I sit in silence as Heather signals to the waitress for the check. I’ll let her leave the cafe first—the last thing on earth I would do is give Heather Michaels the satisfaction of watching me do my knocks.
“By the way, Skye.” Heather stands, and she’s shorter than I realized. “Your mother knew Burke. When I first met her, the two of us were dating. She never liked him, always said I could do better. She thought he was trash and that he was always going to be an addict, that he’d only cause me pain. Just figured you might like to know that.”
A stream of sunlight spills through the windows and washes over Heather’s face. But I can see her eyes—the enduring spite that lingers there, the quality of a person who steamrolls through life without due remorse. All too quickly, she is gone.
I stay for a few more moments, absorbing Heather’s words. I let them land. I let them sting. Then I leave the cafe, and Lexy and I drive south in the yellow winter sun.
Chapter Fifty-One
Burke
FEBRUARY 2020—146 DAYS WITHOUT SKYE
I am numb. Empty. Brian Dunne says that based on his most recent conversation with Skye’s lawyer, I’m looking at a longer prison sentence than anticipated, somewhere between five and eight years.
Somewhere between five and eight years.
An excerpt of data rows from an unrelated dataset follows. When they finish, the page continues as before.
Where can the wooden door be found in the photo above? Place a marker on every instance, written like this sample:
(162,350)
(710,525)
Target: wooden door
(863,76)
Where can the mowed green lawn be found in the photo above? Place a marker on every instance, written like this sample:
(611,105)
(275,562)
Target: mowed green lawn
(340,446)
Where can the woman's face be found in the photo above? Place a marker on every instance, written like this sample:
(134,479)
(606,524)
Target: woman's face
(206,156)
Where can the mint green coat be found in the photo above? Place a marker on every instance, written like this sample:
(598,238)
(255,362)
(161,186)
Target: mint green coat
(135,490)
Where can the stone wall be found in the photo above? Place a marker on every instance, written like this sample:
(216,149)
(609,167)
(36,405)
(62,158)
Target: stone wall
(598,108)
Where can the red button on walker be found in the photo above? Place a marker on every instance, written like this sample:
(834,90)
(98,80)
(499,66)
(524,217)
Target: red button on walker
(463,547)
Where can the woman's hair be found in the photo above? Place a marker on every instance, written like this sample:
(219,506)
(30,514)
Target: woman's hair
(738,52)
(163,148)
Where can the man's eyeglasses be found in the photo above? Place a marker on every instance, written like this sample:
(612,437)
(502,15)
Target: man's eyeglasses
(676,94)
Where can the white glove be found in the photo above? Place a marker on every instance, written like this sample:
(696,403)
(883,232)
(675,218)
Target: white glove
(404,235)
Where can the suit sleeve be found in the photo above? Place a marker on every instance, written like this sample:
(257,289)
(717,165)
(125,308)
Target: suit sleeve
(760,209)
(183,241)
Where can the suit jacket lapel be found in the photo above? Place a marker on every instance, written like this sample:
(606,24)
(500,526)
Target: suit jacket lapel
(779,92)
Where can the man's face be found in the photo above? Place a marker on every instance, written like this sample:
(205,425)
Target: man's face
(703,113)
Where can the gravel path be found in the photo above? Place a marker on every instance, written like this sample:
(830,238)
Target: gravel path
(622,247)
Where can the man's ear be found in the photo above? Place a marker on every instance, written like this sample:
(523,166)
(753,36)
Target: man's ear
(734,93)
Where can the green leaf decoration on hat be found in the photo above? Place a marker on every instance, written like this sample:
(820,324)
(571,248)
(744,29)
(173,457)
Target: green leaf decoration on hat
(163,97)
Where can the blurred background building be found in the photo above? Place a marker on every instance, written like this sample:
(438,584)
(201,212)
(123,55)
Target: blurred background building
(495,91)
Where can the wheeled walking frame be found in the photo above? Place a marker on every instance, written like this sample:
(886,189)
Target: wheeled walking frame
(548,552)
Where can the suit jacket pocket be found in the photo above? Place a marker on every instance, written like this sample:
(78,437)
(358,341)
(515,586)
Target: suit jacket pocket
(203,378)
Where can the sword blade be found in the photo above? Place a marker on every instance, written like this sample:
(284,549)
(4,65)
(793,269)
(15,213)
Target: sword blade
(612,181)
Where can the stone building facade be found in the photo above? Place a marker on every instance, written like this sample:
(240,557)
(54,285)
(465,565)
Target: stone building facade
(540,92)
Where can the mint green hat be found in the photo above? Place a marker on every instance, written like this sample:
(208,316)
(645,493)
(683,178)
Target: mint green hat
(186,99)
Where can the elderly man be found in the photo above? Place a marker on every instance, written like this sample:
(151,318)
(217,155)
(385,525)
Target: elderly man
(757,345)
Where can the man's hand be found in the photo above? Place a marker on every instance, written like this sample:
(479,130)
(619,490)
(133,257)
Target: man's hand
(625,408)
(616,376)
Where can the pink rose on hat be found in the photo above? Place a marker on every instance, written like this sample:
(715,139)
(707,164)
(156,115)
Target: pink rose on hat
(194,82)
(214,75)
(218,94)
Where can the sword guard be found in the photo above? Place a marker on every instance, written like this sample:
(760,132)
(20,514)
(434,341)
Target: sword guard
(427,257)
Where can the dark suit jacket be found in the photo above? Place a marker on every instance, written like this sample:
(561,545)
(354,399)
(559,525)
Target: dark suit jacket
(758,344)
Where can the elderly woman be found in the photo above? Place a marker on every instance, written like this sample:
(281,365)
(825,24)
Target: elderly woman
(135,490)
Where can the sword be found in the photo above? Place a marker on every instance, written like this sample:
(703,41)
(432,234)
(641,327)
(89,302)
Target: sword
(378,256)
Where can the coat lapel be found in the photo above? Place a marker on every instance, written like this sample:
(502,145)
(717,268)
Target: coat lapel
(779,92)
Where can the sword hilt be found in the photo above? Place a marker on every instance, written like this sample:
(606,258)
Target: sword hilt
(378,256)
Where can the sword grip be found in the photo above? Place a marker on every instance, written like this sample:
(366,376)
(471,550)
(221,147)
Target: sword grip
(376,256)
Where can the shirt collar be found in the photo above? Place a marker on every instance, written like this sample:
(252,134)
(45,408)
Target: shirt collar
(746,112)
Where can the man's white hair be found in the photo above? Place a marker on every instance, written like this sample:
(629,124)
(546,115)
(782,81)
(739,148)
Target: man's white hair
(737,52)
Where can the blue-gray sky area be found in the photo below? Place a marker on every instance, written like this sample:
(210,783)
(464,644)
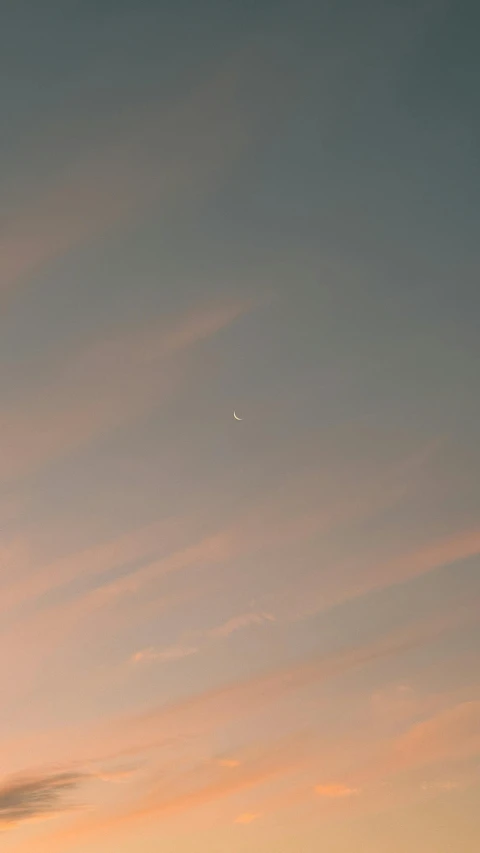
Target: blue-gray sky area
(257,634)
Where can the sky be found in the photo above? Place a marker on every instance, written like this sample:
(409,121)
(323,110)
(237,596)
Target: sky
(243,635)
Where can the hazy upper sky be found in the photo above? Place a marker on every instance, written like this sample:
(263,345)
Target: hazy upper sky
(257,636)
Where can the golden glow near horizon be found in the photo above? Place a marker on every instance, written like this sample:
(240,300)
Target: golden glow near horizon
(265,637)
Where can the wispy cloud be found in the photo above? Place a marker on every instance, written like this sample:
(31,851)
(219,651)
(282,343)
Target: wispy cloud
(25,799)
(237,623)
(112,383)
(170,653)
(247,817)
(335,790)
(168,156)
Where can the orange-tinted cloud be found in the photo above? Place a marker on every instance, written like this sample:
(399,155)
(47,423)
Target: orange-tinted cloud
(453,734)
(247,817)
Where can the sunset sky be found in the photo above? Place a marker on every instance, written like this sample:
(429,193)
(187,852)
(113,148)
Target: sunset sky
(255,636)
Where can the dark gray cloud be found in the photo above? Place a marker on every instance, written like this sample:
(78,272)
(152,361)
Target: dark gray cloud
(23,798)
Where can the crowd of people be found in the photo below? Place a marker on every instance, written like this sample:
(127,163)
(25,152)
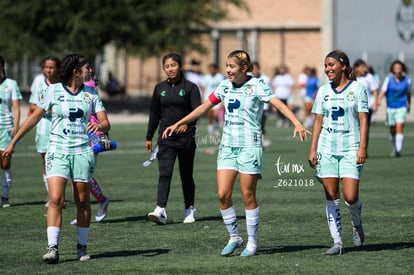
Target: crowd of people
(65,100)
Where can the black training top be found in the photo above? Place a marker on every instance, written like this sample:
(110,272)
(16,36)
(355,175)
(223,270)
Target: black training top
(170,103)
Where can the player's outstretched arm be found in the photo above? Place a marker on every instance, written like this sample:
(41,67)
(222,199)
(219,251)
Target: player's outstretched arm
(195,114)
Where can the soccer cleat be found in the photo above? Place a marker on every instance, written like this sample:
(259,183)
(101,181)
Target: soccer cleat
(337,249)
(189,215)
(102,210)
(247,253)
(82,253)
(358,235)
(52,256)
(231,246)
(5,202)
(158,216)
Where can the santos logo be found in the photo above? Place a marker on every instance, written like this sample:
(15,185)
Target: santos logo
(75,113)
(233,104)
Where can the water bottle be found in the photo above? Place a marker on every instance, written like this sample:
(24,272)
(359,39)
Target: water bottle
(96,144)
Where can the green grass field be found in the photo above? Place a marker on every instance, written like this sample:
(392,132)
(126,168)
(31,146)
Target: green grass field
(293,234)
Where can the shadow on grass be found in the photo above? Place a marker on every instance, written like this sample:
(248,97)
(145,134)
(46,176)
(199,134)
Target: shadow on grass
(382,246)
(127,253)
(293,248)
(126,219)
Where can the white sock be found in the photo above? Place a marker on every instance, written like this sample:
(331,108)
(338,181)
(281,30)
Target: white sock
(252,224)
(53,235)
(6,182)
(45,181)
(398,142)
(230,220)
(355,212)
(83,235)
(333,216)
(392,139)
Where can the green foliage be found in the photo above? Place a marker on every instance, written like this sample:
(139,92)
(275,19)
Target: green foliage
(43,27)
(293,233)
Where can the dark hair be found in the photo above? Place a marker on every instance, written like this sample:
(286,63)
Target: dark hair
(243,57)
(3,62)
(359,62)
(343,59)
(69,63)
(174,57)
(404,67)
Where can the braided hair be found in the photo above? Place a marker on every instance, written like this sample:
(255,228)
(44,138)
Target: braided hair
(2,63)
(69,63)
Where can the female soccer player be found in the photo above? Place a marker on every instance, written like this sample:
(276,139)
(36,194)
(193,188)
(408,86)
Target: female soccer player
(69,154)
(49,66)
(9,123)
(172,100)
(241,148)
(338,148)
(397,89)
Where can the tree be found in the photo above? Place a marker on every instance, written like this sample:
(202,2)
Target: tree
(145,27)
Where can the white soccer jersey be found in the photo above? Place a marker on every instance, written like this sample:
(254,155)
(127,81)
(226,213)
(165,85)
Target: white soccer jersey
(9,91)
(70,115)
(244,109)
(340,127)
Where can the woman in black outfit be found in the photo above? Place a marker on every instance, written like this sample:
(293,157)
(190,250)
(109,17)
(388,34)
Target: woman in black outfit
(173,99)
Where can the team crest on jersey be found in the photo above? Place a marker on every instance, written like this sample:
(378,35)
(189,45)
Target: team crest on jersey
(350,96)
(248,90)
(87,98)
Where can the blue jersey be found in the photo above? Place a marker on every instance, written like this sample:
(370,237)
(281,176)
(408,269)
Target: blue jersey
(396,92)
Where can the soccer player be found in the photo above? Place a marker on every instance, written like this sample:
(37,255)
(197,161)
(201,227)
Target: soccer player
(49,66)
(338,147)
(397,89)
(173,99)
(241,150)
(371,86)
(69,154)
(10,97)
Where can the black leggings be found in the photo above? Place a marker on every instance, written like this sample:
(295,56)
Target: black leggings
(169,149)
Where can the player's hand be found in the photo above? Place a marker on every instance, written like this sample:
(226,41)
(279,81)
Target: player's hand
(7,152)
(302,131)
(181,129)
(169,131)
(148,146)
(312,160)
(361,156)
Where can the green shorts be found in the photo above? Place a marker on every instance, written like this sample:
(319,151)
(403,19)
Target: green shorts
(244,160)
(79,167)
(5,138)
(396,115)
(333,166)
(42,142)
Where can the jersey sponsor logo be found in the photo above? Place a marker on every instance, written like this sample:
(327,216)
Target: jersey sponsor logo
(233,104)
(337,112)
(350,96)
(75,113)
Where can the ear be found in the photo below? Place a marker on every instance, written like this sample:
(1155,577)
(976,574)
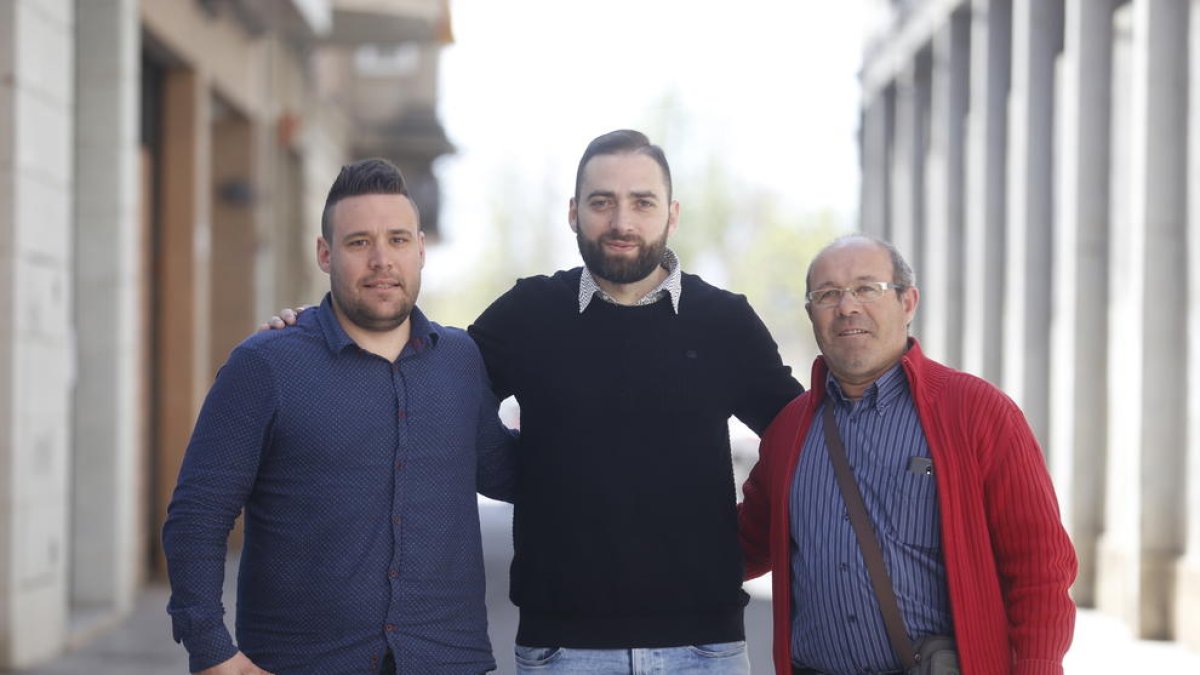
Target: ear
(909,300)
(672,216)
(323,255)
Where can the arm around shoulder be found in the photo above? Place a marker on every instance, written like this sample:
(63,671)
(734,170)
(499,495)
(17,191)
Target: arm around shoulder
(215,479)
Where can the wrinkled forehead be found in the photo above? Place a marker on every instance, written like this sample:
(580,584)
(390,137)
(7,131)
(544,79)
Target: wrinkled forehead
(635,172)
(850,262)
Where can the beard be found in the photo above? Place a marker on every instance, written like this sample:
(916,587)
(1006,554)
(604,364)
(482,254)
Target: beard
(373,317)
(618,269)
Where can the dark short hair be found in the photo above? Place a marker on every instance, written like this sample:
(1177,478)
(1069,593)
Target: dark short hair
(618,142)
(901,272)
(364,177)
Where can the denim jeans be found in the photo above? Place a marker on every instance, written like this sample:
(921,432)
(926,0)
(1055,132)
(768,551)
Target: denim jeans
(721,658)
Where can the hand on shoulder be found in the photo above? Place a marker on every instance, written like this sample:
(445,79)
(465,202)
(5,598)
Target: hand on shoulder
(286,317)
(238,664)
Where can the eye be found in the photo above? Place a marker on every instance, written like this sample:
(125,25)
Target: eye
(827,297)
(868,292)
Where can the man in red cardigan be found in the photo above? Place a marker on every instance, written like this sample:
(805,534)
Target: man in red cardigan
(954,483)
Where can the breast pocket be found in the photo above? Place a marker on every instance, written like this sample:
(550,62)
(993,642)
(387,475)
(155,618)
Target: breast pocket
(912,509)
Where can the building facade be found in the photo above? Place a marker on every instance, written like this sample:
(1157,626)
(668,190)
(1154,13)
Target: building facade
(1039,163)
(162,171)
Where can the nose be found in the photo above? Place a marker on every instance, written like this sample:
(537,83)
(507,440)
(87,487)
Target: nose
(623,219)
(378,257)
(849,304)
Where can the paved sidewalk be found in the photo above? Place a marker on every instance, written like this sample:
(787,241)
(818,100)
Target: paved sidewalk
(142,645)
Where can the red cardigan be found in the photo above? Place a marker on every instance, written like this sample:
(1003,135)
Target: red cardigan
(1008,560)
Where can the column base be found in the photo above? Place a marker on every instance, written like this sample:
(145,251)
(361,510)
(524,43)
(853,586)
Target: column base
(1187,598)
(1138,587)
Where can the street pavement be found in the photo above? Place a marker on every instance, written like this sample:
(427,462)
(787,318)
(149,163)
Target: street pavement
(142,644)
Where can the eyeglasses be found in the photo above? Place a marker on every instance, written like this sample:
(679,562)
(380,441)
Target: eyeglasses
(864,293)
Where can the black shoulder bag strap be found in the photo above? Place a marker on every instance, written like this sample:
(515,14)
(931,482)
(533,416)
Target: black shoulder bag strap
(867,541)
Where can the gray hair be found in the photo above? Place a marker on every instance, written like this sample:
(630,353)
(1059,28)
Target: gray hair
(901,272)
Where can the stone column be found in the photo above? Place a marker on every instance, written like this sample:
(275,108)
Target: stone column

That isn’t two years, which Brian originally mentioned as the cap. Two years was daunting, but fathomable. I survived one year at MCC; I could make it through two if I had to. But somewhere between five and eight? That’s five to eight years of my life I’ll never get back. Five to eight years I’ll be absent from the lives of my children.
I think about how I could be in prison when Garrett gets married and starts having babies, my grandkids. I think about how Hope could marry that boyfriend of hers while I’m still locked up. I think about Mags, eighteen-year-old Mags, with her inquisitive eyes and fragile self-esteem—I imagine her having to explain to her friends that her dad’s in jail, and why. I think about her graduation and the job interviews she’ll go on and how she’ll fall in love. And I think about me, sitting in a cell for five to eight years, missing all of it. I think about the year I already spent in jail, and all that I missed then—Hope’s birth for God’s sake.
According to Brian, the grand larceny charge is what’s fucking me. Bigamy, surprisingly, is a minor felony that’s essentially ignored in most criminal cases, but grand larceny is a grave crime, made graver by the high amount stolen and the fact that I’m unable to pay any of it back. The two million dollars is gone. A paper trail shows a mobile transfer I made to the bank account of a Georgina C. Lucas on October 3, the same Georgina Lucas who was our next-door neighbor for nearly twenty years. She died of lung cancer on October 28, three weeks later.